I did some digging and now understand that this is actually expected behavior, since the steady-state event uses the full system state to check the condition (in SteadyStateEvent).

86        vf = solver.func(terms, state.tprev, state.y, args)
87       return self.norm(vf) < _atol + _rtol * self.norm(state.y)

I had assumed that it uses the initial (or maximum) rate of change to compare, for each state. Could we introduce an element-wise comparison?

johannahaffner commented 1 month ago

Oh, damn. I need to take a break :D

The way to flip this is by setting the relative tolerances way ~higher~[lower] than the absolute ones.

This issue can be closed, since it isn't actually an issue.

Edit: negative exponent of specified tolerance needs to be (substantially) higher - resulting in lower tolerance.

patrick-kidger commented 1 month ago

Ah, this is actually an interesting point! I've been aware of this wart but I'm not completely sure how to fix it. Pretty much everywhere else we do actually compute the norm of a ratio, for precisely this reason.

The problem is that in general the 'vector field space' and the 'y space' are different things: they're related to each other by the bilinear transformation AbstractTerm.prod.

In the case of an ODE then prod is just mulplication by Δt -- e.g. the multiplication in the explicit Euler method y_{n+1} = y_n + f(y_n) Δt.)
But for the case of an SDE then this might a matrix vector product instead. Consider y_{n+1} = y_n + f(y_n) Δt + g(y_n) ΔW_n, where g is matrix valued and y, f, W are all vector-valued.

So for the ODE we can divide y / f (and check that this is large, note that I've flipped this around from the usual f / y), but for an SDE I'm guessing the closest equivalent would be g^{-1} y, in which we have to solve a linear system. (Which is why I flipped around the ODE, since I don't know of a way to find an analogy for "g / y".)

Maybe the correct solution here really is to bite the bullet and call lineax.linear_solve?
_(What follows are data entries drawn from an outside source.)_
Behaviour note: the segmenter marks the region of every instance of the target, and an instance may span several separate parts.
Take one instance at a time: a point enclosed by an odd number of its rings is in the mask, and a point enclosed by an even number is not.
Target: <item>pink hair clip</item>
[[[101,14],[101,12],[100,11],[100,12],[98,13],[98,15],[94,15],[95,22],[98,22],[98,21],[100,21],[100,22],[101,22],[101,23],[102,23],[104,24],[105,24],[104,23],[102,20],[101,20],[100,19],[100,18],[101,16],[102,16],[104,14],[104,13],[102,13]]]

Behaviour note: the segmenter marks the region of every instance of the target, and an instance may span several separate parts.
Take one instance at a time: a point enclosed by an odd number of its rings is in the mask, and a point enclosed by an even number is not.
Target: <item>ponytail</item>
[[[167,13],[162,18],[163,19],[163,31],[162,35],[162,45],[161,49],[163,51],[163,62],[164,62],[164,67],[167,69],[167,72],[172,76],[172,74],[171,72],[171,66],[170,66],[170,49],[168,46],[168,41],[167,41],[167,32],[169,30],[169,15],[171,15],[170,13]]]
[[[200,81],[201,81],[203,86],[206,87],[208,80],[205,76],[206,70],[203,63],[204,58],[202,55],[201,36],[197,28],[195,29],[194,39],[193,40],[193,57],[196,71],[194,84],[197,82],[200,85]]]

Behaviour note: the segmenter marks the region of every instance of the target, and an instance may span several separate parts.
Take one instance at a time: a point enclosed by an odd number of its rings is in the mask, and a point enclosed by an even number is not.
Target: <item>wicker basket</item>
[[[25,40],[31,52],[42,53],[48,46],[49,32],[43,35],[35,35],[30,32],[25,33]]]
I'm not sure.

johannahaffner commented 3 weeks ago

Hi!

I'm sorry for not getting back to you sooner - I did take that break.

On the ODE side of things, the norm of a ratio would be more intuitive. One wouldn't have to think about what the tolerances do, specifically. An absolute tolerance for a ratio would also be meaningless.

I hadn't considered the SDE case, thank you for pointing that out! Could we assume that g would always be invertible, though? That seems like a strong requirement.

Is that why you refer to a bullet being bitten? A linear solve does not seem too expensive for me, but then again the systems I am dealing with are not huge.

patrick-kidger commented 3 weeks ago

I think the bullet is just figuring out how to implement it! I agree that a linear solve probably isn't that expensive a lot of the time. (At the very least, I think it's better to default to slow-and-correct.)

Indeed the diffusion won't be invertible in general. I'm guessing that using the pseudoinverse is probably fine in that case. (?)

johannahaffner commented 1 week ago

Ah sorry, I missed this notification. And thank you for the clarification!

I'll keep this in the back of my head, I have quite a few things on my plate at the moment and given that there is a workaround for now, that is good enough at the moment :)

johannahaffner commented 1 week ago

Ps: I did take a very brief look at it. I'm not sure if the ratio approach would be general enough if we keep looking at a single time point t. For exponential decay, the rate of change is always the same, because f = -y.

Edit: this example does not have an analytical solution, but at least in practice, I usually only care about rates of change that are negligible according to some defined threshold.